Alex Parisel nous le confirme également : “La fameuse matrice de coopération, c’est typiquement le genre d’outils qui est très simple et ne nécessite pas de multiples formations. Il suffit de l’avoir utilisé une seule fois de manière encadrée pour quand même connaître les points d’attention et l’utiliser à bon escient. Et pour le reste, c’est un outil très puissant. Et ça c’est Convidencia qui nous l’a amené! »

 

3. Une bonne dose de fun

Convidencia, c’est aussi beaucoup d’humour, un côté “décalé”, “pirate”-même, qui le démarque d’autres entreprises du même secteur.
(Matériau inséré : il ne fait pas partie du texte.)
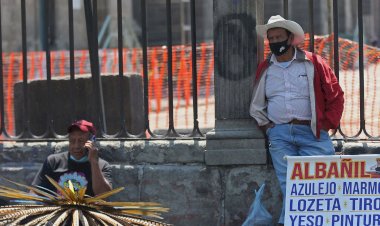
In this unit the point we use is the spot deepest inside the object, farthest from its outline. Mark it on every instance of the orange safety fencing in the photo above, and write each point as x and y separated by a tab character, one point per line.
132	63
182	80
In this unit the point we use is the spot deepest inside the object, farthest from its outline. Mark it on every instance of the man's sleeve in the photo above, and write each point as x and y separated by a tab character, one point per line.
107	172
40	179
333	96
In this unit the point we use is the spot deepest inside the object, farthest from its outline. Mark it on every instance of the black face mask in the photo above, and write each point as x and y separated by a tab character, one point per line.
279	48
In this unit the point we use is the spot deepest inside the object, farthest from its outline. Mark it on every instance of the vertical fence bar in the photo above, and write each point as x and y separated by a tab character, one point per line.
336	46
145	66
171	130
72	61
121	70
48	66
311	25
286	9
336	38
90	8
196	130
361	70
2	111
26	129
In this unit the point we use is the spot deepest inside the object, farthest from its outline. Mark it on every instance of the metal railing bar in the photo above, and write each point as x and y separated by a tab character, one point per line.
336	49
72	61
311	25
90	8
361	69
50	121
2	111
196	131
26	129
144	43
171	131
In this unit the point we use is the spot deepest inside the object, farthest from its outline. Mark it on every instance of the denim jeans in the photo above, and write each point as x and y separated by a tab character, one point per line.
294	140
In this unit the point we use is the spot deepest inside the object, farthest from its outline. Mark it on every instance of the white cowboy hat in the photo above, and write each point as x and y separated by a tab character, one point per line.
278	21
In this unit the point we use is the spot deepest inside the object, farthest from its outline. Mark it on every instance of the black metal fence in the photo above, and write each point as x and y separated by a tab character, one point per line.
90	10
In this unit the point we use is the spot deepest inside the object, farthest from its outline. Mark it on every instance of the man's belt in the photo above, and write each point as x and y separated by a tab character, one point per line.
300	122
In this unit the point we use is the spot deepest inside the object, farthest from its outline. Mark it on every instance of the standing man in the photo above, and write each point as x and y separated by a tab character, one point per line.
80	164
296	98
Pascaline Vertessen de la STIB nous le confirme : “on sent aussi l’approche ludique de Convidencia dans ses formations, il y a du jeu derrière. On a l’impression qu’on est entre amis autour d’un jeu de plateau. » 

 

Selon Vanessa Plasria, HR à la STIB Academy, “l’accompagnement de Convidencia est plein d’humour, est ludique et avec beaucoup de professionnalisme.

 

Didier Lefebvre nous explique la formation ParticipAgile suivie en interne chez OSL : “L’aspect ludique et le sérieux mélangés était aussi quelque chose de fortement apprécié et qui montrait que c’était pas une formation du style masterclass, mais vraiment une animation, un teambuilding.”

 

Selon, Estelle Kupperschmitt, Responsable Organisation et Développement à la RTBF“leur sens de l’humour est très important chez Convidencia et leur permet de rebondir.”
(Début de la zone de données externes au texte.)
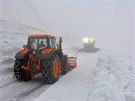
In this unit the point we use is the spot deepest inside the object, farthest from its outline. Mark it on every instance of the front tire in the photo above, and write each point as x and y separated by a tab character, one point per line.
50	69
19	73
64	68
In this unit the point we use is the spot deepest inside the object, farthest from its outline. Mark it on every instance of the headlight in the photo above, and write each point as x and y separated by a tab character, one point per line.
91	40
86	40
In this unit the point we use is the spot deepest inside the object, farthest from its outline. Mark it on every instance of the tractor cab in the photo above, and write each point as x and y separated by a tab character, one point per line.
40	42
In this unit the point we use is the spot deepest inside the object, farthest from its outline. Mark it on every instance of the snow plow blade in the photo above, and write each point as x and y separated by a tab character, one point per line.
72	62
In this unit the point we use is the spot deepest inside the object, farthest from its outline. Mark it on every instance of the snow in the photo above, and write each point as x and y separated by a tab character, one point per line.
100	77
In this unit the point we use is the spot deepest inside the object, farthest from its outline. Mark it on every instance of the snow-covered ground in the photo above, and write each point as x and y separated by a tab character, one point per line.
101	76
98	77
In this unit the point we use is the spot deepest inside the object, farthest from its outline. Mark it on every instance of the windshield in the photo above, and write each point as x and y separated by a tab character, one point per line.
38	43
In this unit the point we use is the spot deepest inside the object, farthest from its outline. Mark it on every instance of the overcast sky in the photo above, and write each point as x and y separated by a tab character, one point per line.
110	22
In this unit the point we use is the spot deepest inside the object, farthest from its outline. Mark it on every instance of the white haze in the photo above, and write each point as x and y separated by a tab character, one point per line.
110	22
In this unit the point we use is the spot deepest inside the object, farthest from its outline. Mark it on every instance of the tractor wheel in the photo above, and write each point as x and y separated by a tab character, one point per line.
50	69
19	73
64	68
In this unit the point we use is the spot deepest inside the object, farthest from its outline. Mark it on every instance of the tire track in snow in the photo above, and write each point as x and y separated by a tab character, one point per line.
21	90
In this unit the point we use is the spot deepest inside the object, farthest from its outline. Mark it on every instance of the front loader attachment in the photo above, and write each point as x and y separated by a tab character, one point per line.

Robin Vincent-Smith, Change Manager chez Médecins-Sans-Frontières, résume Convidencia comme “une bonne dose de fun”.

 

4. Un binôme de choc

Convidencia, c’est enfin un duo au sommet : Lionel & Michel, ou Michonel pour les intimes 😉

Estelle Kupperschmitt, Responsable Organisation et Développement à la RTBF, nous le décrit comme ceci : “le binôme Lionel et Michel, il est très complémentaire. Chacun est très bien dans la partie qu’il fait. Ce que j’ai trouvé chouette c’est cette collaboration super facile, leur flexibilité et leur adaptation à chaque fois car honnêtement je trouve qu’on est super compliqués. »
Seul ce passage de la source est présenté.